Site icon R-bloggers

On indexing operators and composition

[This article was first published on R – Win-Vector Blog, and kindly contributed to R-bloggers]. (You can report issue about the content on this page here)
Want to share your content on R-bloggers? click here if you have a blog, or here if you don't.

In this article I will discuss array indexing, operators, and composition in depth. If you work through this article you should end up with a very deep understanding of array indexing and the deep interpretation available when we realize indexing is an instance of function composition (or an example of permutation groups or semigroups: some very deep yet accessible pure mathematics).


A permutation of indices

In this article I will be working hard to convince you a very fundamental true statement is in fact true: array indexing is associative; and to simultaneously convince you that you should still consider this amazing (as it is a very strong claim with very many consequences). Array indexing respecting associative transformations should not be a-priori intuitive to the general programmer, as array indexing code is rarely re-factored or transformed, so programmers tend to have little experience with the effect. Consider this article an exercise to build the experience to make this statement a posteriori obvious, and hence something you are more comfortable using and relying on.

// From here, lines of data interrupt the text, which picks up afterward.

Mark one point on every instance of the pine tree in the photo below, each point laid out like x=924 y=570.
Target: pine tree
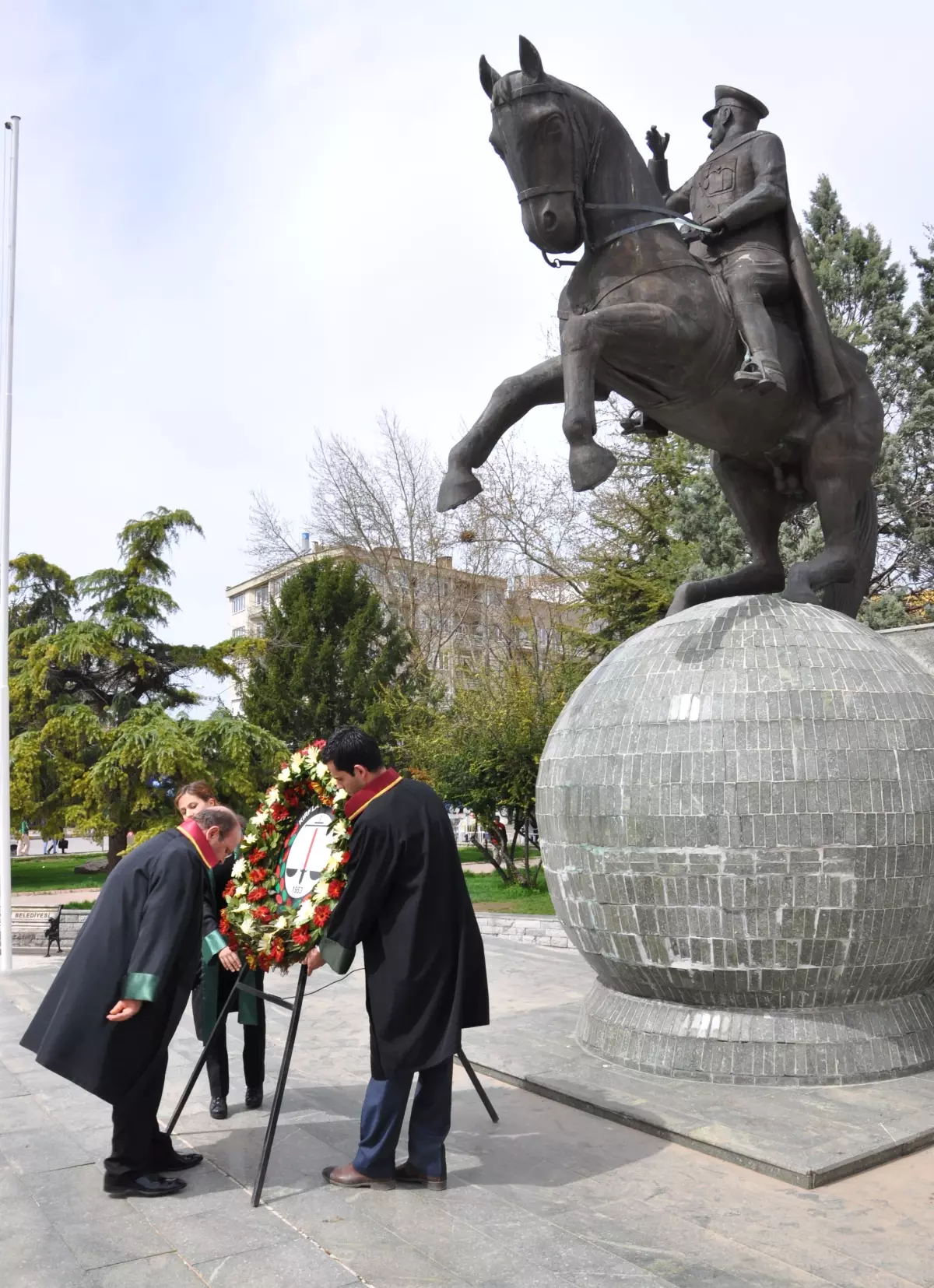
x=863 y=293
x=330 y=649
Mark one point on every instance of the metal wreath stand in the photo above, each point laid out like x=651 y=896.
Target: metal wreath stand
x=295 y=1008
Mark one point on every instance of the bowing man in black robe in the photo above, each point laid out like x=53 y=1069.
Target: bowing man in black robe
x=406 y=902
x=112 y=1009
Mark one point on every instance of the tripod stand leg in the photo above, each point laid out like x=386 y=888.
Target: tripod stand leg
x=202 y=1058
x=478 y=1089
x=280 y=1087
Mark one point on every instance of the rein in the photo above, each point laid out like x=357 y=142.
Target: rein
x=669 y=216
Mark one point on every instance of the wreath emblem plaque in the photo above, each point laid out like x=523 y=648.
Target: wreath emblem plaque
x=289 y=875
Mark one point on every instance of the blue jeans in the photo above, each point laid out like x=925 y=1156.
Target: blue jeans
x=381 y=1122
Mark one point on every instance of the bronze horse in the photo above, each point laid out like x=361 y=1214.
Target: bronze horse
x=641 y=316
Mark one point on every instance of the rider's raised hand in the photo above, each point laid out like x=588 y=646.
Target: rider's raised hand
x=657 y=142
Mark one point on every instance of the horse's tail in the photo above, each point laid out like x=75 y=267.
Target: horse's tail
x=845 y=597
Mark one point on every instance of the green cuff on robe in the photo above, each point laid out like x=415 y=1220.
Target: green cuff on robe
x=139 y=987
x=338 y=957
x=212 y=946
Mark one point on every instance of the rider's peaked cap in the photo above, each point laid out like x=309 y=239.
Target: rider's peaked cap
x=729 y=96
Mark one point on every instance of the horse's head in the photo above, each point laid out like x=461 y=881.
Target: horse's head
x=538 y=134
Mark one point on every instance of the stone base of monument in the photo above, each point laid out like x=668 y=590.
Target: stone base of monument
x=818 y=1046
x=802 y=1135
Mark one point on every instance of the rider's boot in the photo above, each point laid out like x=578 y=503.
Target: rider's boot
x=638 y=423
x=762 y=374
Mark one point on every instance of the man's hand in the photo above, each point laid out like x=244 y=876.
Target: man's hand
x=714 y=227
x=125 y=1009
x=657 y=143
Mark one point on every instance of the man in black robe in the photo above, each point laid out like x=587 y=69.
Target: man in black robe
x=219 y=970
x=407 y=903
x=112 y=1009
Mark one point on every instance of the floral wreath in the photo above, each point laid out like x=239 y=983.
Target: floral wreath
x=289 y=873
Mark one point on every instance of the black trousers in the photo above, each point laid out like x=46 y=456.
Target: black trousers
x=254 y=1041
x=138 y=1146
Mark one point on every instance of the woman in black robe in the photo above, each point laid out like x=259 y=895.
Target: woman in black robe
x=114 y=1006
x=406 y=902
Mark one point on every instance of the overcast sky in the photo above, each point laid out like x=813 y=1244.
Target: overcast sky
x=244 y=220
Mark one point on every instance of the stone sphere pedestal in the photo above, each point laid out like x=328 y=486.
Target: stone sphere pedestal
x=736 y=814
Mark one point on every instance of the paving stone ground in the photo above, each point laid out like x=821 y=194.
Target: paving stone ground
x=549 y=1198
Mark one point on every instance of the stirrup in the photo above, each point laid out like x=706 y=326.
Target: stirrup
x=754 y=375
x=638 y=423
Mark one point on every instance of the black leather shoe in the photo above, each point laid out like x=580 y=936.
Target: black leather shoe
x=142 y=1187
x=181 y=1162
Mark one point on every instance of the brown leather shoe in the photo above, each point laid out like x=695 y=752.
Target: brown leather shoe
x=409 y=1175
x=348 y=1176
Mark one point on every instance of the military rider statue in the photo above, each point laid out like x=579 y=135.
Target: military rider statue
x=753 y=240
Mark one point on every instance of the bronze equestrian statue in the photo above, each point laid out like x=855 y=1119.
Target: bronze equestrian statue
x=718 y=335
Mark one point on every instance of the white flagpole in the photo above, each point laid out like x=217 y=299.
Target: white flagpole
x=5 y=861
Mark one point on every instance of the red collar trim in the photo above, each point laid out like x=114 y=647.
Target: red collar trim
x=191 y=830
x=381 y=784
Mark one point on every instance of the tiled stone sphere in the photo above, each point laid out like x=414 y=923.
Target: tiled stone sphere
x=736 y=813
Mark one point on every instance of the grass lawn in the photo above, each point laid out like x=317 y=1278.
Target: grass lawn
x=473 y=855
x=489 y=894
x=37 y=875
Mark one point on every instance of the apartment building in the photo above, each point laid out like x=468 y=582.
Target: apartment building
x=460 y=617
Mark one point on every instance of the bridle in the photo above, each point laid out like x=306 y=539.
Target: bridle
x=581 y=206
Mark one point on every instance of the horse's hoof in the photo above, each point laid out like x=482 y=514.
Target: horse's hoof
x=590 y=465
x=458 y=487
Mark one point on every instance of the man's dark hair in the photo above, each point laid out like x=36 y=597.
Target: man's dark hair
x=351 y=746
x=216 y=816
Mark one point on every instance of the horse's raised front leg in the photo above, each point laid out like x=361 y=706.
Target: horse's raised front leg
x=631 y=328
x=760 y=509
x=511 y=401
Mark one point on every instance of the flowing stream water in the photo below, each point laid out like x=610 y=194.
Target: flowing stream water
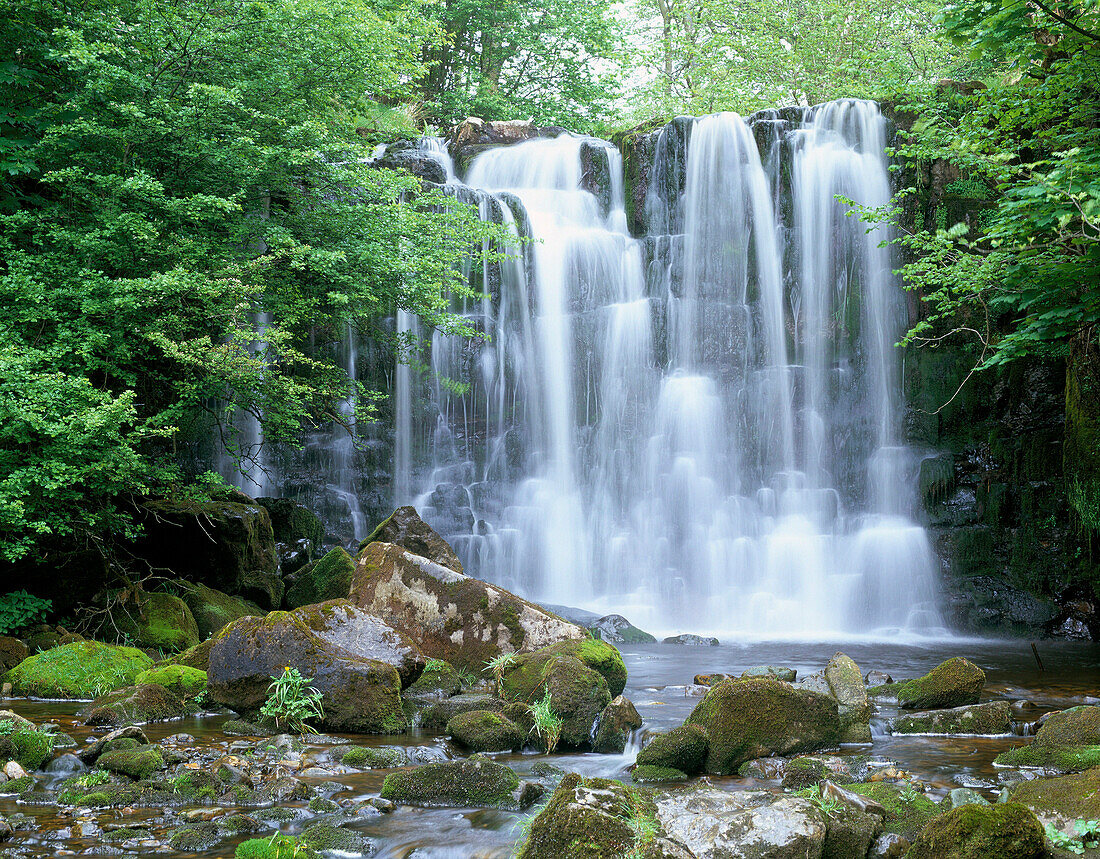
x=696 y=428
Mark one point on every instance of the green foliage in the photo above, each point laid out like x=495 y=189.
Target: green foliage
x=19 y=609
x=290 y=702
x=167 y=173
x=547 y=725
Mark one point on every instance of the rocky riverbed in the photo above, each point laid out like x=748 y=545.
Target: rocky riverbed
x=216 y=790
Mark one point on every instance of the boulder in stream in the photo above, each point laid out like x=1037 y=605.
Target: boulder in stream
x=449 y=615
x=752 y=718
x=356 y=661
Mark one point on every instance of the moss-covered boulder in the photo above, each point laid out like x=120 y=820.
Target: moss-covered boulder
x=592 y=818
x=846 y=684
x=475 y=782
x=157 y=620
x=79 y=670
x=616 y=723
x=328 y=577
x=292 y=521
x=482 y=730
x=227 y=543
x=134 y=763
x=28 y=747
x=953 y=683
x=994 y=717
x=1068 y=797
x=356 y=661
x=1068 y=740
x=1008 y=830
x=185 y=681
x=449 y=615
x=752 y=718
x=683 y=748
x=405 y=528
x=578 y=693
x=212 y=609
x=149 y=702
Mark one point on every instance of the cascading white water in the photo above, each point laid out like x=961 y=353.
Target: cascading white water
x=705 y=441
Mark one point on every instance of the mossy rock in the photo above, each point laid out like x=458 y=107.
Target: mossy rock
x=953 y=683
x=212 y=609
x=157 y=620
x=183 y=680
x=483 y=730
x=991 y=718
x=646 y=772
x=328 y=577
x=476 y=782
x=405 y=528
x=1007 y=830
x=279 y=847
x=135 y=704
x=134 y=763
x=592 y=818
x=1068 y=740
x=78 y=670
x=26 y=747
x=578 y=693
x=752 y=718
x=366 y=758
x=1073 y=797
x=683 y=748
x=292 y=521
x=903 y=817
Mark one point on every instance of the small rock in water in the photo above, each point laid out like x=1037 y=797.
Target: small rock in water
x=691 y=640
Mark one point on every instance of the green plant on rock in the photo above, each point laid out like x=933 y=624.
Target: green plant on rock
x=292 y=702
x=19 y=609
x=548 y=724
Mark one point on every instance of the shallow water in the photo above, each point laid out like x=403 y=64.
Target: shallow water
x=660 y=685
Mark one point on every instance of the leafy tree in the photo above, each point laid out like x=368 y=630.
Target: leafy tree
x=168 y=171
x=541 y=59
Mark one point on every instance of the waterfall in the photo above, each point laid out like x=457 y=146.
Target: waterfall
x=697 y=428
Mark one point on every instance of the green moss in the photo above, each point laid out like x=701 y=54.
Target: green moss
x=135 y=763
x=183 y=680
x=78 y=670
x=683 y=748
x=29 y=747
x=903 y=817
x=980 y=832
x=476 y=781
x=647 y=773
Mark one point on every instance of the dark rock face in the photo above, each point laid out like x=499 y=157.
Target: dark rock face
x=229 y=546
x=449 y=615
x=405 y=528
x=358 y=662
x=751 y=718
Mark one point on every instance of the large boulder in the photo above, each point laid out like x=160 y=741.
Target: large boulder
x=993 y=717
x=1007 y=830
x=156 y=620
x=953 y=683
x=226 y=543
x=590 y=818
x=752 y=718
x=846 y=684
x=715 y=824
x=328 y=577
x=405 y=528
x=475 y=781
x=78 y=670
x=449 y=615
x=212 y=609
x=358 y=663
x=1068 y=740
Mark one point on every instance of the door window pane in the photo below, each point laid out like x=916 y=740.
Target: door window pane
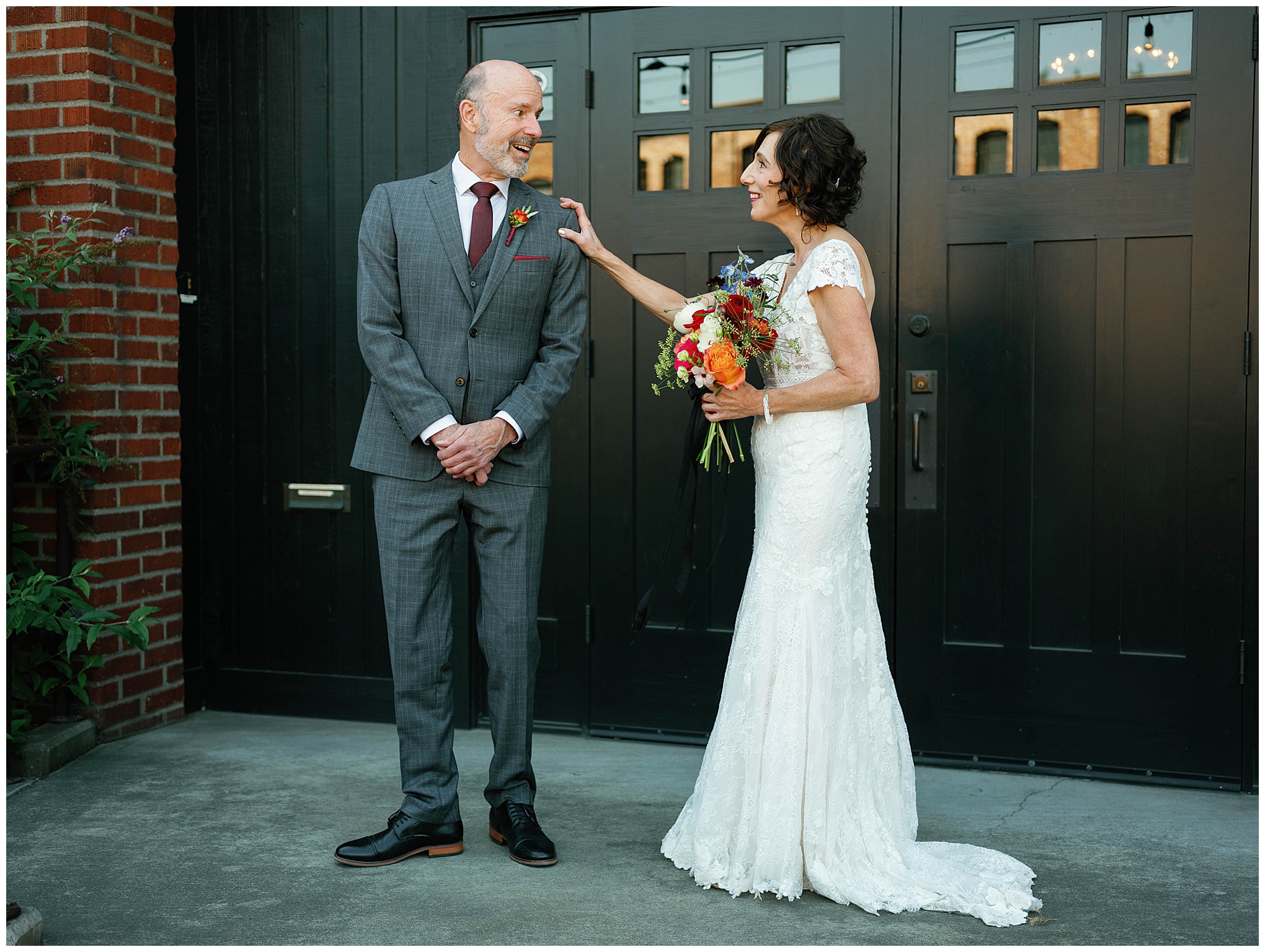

R‘s array indexing notation is really powerful, so we will use it for our examples. This is going to be long (because I am trying to slow the exposition down enough to see all the steps and relations) and hard to follow without working examples (say with R), and working through the logic with pencil and a printout (math is not a spectator sport). I can’t keep all the steps in my head without paper, so I don’t really expect readers to keep all the steps in their heads without paper (though I have tried to organize the flow of this article and signal intent often enough to make this readable).

R’s square-bracket array index operator

In R array or vector indexing is commonly denoted by the square-bracket “[]“. For example if we have an array of values we can read them off as follows:

array <- c('a', 'b', 'x', 'y')
print(array[1])
# [1] "a"

print(array[2])
# [1] "b"

print(array[3])
# [1] "x"

print(array[4])
# [1] "y"

A cool thing about R‘s array indexing operator is: you can pass in arrays or vectors of values and get many results back at the same time:

print(array[c(2,3)])
# [1] "b" "x"

You can even use this notation on the left-hand side (LHS) during assignment:

array[c(2,3)] <- 'zzz'
print(array)
# [1] "a"   "zzz" "zzz" "y"  

This ability to address any number of elements is the real power of R‘s array operator. However, if you know you only want one value I strongly suggest always using R‘s double-square operator “[[]]” which confirms you are selecting exactly one argument and is also the correct operator when dealing with lists.

Let’s get back to the single-square bracket “[]” and its vectorized behavior.

Application: computing ranks

Let’s use the square bracket to work with ranks.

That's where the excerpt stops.